Irene cayó de rodillas frente a él, y juntó sus manos en plegaria. Le imploró por perdón, suplicó piedad. Innokentios se dio media vuelta y se disponía a partir.

“¡Hombres! ¡En marcha!”

En un último intento, Irene lo agarró por la capa, tironeando.

“¡POR FAVOR!, ¡NO ME DEJES! ¡PERDÓNAME!”

Innokentios tomó su capa y la sacudió fuertemente. Irene cayó de cara al suelo.

“Muestre un poco de entereza, y no se arrodille a su enemigo. Es una vergüenza para mí, que fue quien la crio. Acepte la realidad y actúe en consecuencia.”

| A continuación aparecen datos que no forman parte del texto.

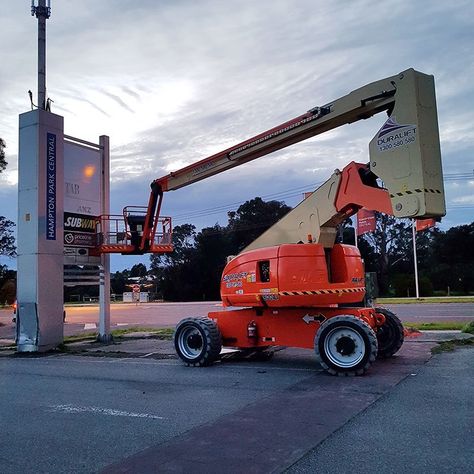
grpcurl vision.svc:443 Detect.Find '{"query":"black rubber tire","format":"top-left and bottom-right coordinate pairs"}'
top-left (315, 315), bottom-right (378, 376)
top-left (375, 307), bottom-right (404, 358)
top-left (174, 317), bottom-right (222, 367)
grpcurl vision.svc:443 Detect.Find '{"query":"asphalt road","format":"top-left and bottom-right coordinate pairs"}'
top-left (383, 303), bottom-right (474, 323)
top-left (2, 338), bottom-right (462, 473)
top-left (0, 342), bottom-right (472, 473)
top-left (1, 301), bottom-right (473, 341)
top-left (287, 346), bottom-right (474, 473)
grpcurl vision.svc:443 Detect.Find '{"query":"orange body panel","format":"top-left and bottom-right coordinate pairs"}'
top-left (220, 243), bottom-right (365, 308)
top-left (209, 306), bottom-right (379, 349)
top-left (335, 162), bottom-right (393, 215)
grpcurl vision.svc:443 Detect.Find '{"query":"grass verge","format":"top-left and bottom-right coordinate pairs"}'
top-left (461, 321), bottom-right (474, 334)
top-left (404, 321), bottom-right (467, 331)
top-left (377, 296), bottom-right (474, 304)
top-left (63, 326), bottom-right (174, 344)
top-left (431, 338), bottom-right (474, 354)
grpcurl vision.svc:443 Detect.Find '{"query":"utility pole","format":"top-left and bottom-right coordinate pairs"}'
top-left (31, 0), bottom-right (51, 110)
top-left (412, 220), bottom-right (420, 299)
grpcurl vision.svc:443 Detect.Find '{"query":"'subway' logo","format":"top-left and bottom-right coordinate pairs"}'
top-left (64, 212), bottom-right (96, 233)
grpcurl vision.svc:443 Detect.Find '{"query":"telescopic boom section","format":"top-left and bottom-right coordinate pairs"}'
top-left (134, 68), bottom-right (445, 254)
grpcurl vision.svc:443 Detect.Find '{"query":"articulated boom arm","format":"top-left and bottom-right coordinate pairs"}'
top-left (139, 68), bottom-right (444, 253)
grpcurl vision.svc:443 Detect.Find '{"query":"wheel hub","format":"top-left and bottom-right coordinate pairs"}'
top-left (187, 334), bottom-right (203, 350)
top-left (177, 326), bottom-right (205, 359)
top-left (335, 336), bottom-right (356, 355)
top-left (323, 325), bottom-right (366, 368)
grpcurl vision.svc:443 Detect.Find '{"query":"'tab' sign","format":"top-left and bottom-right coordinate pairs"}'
top-left (46, 133), bottom-right (57, 240)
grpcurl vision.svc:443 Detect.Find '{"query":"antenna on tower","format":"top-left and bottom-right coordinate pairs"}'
top-left (31, 0), bottom-right (51, 110)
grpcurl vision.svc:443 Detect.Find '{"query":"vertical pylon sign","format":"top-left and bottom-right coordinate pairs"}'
top-left (17, 0), bottom-right (64, 351)
top-left (17, 110), bottom-right (65, 351)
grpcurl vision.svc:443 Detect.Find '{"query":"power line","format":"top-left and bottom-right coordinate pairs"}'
top-left (172, 172), bottom-right (473, 223)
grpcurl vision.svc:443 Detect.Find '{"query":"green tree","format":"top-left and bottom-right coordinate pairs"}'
top-left (339, 217), bottom-right (356, 245)
top-left (193, 224), bottom-right (233, 300)
top-left (358, 213), bottom-right (413, 295)
top-left (0, 139), bottom-right (16, 258)
top-left (429, 223), bottom-right (474, 294)
top-left (0, 138), bottom-right (6, 173)
top-left (130, 263), bottom-right (147, 278)
top-left (150, 198), bottom-right (292, 301)
top-left (0, 266), bottom-right (16, 305)
top-left (150, 223), bottom-right (196, 272)
top-left (227, 197), bottom-right (291, 252)
top-left (0, 217), bottom-right (16, 257)
top-left (110, 270), bottom-right (130, 295)
top-left (150, 224), bottom-right (198, 301)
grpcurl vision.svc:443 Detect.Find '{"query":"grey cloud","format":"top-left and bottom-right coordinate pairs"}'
top-left (100, 89), bottom-right (135, 114)
top-left (1, 0), bottom-right (473, 243)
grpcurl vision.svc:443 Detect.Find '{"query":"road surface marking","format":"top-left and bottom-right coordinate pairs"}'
top-left (140, 352), bottom-right (158, 358)
top-left (84, 323), bottom-right (96, 330)
top-left (49, 404), bottom-right (164, 419)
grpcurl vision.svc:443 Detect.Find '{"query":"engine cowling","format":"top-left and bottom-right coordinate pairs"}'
top-left (220, 243), bottom-right (366, 308)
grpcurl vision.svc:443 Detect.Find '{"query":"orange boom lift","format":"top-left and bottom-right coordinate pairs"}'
top-left (98, 69), bottom-right (445, 375)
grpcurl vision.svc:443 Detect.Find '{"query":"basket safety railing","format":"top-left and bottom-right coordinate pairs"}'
top-left (95, 207), bottom-right (173, 254)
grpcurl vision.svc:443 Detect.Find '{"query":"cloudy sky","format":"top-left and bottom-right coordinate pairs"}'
top-left (1, 0), bottom-right (473, 271)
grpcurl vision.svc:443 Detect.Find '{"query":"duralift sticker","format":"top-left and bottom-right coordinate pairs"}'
top-left (46, 133), bottom-right (56, 240)
top-left (376, 117), bottom-right (416, 153)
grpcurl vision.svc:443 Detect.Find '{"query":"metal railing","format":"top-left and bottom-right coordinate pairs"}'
top-left (96, 208), bottom-right (173, 253)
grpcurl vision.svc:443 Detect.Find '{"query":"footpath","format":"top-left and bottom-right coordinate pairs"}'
top-left (0, 331), bottom-right (474, 359)
top-left (1, 328), bottom-right (473, 358)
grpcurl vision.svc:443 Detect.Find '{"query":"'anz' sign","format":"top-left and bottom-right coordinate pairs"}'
top-left (46, 133), bottom-right (56, 240)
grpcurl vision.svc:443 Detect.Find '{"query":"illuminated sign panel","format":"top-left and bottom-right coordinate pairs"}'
top-left (64, 142), bottom-right (101, 251)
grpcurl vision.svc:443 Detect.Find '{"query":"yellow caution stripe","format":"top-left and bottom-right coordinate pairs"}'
top-left (280, 287), bottom-right (364, 296)
top-left (390, 188), bottom-right (442, 198)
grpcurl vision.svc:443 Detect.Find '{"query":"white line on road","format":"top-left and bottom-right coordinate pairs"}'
top-left (140, 352), bottom-right (158, 358)
top-left (84, 323), bottom-right (96, 330)
top-left (49, 404), bottom-right (164, 420)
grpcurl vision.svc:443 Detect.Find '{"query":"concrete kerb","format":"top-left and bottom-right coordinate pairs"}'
top-left (1, 330), bottom-right (473, 358)
top-left (62, 333), bottom-right (177, 359)
top-left (62, 330), bottom-right (474, 359)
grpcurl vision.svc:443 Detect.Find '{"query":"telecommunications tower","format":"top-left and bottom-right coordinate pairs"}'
top-left (31, 0), bottom-right (51, 110)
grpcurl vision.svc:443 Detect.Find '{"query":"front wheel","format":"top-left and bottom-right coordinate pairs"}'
top-left (315, 315), bottom-right (378, 376)
top-left (174, 317), bottom-right (222, 366)
top-left (375, 308), bottom-right (404, 358)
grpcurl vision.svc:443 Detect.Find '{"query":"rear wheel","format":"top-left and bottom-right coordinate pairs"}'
top-left (375, 308), bottom-right (404, 358)
top-left (315, 315), bottom-right (378, 376)
top-left (174, 317), bottom-right (222, 366)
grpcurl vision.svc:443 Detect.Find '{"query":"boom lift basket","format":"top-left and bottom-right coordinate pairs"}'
top-left (95, 206), bottom-right (173, 255)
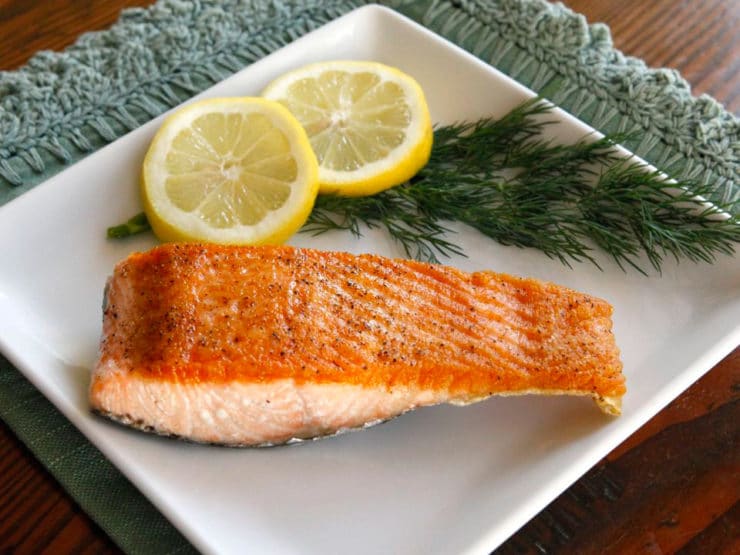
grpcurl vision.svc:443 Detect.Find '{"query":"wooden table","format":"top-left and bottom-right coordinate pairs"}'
top-left (0, 1), bottom-right (738, 552)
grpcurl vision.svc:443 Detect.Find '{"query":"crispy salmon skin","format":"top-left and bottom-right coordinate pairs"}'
top-left (90, 243), bottom-right (624, 446)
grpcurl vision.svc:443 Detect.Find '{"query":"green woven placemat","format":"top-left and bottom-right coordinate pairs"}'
top-left (1, 1), bottom-right (737, 553)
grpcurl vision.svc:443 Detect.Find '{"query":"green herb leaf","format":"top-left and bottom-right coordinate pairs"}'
top-left (107, 212), bottom-right (151, 239)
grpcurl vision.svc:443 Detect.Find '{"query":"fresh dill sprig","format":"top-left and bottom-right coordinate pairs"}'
top-left (108, 99), bottom-right (739, 273)
top-left (576, 161), bottom-right (739, 272)
top-left (305, 99), bottom-right (738, 272)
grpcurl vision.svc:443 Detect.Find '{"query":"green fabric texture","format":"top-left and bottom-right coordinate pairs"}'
top-left (2, 0), bottom-right (738, 207)
top-left (0, 0), bottom-right (737, 553)
top-left (0, 358), bottom-right (197, 554)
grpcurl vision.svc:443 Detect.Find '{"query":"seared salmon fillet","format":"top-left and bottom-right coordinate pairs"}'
top-left (90, 243), bottom-right (624, 446)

Innokentios levantó en alto su mano, y los hombres comenzaron a marchar. Y pronto, sus columnas se alejaban de la puerta.

 

 

Al momento que las puertas se cerraron, Irene quedó arrodillada, su rostro cubierto de tierra.

Resultó un espectáculo completamente desmoralizante para los soldados que la mujer que ayer les había dado palabras de victoria, verla hoy como una niña, llorando y sucia.

Luego de aquel incidente, se reunieron Irene, Simeón, Linnaeus y los tres generales que se encargan de la defensa de la capital, en el cuartel general de la ciudad. La situación era tensa.

“¡Digo que nos rindamos! ¡No tenemos oportunidad!” Dijo con vehemencia uno de los generales. “¡¿Han visto ese ejército?! ¡Nos superan en número, material y experiencia!”

“Gallenus, cálmese.” Le contestó Simeón. “No hay por qué temer. Tenemos las murallas.”

Gallenus, quien era un hombre bastante grande, se puso de pie, apoyándose con sus ambas manos sobre la mesa.

“¡¿Cómo calmarme?!”

“Gallenus.” Dijo otro de los generales, uno más anciano. “Concuerdo con Simeón. La situación no es tan precaria. Tenemos las murallas, estamos aprovisionados.”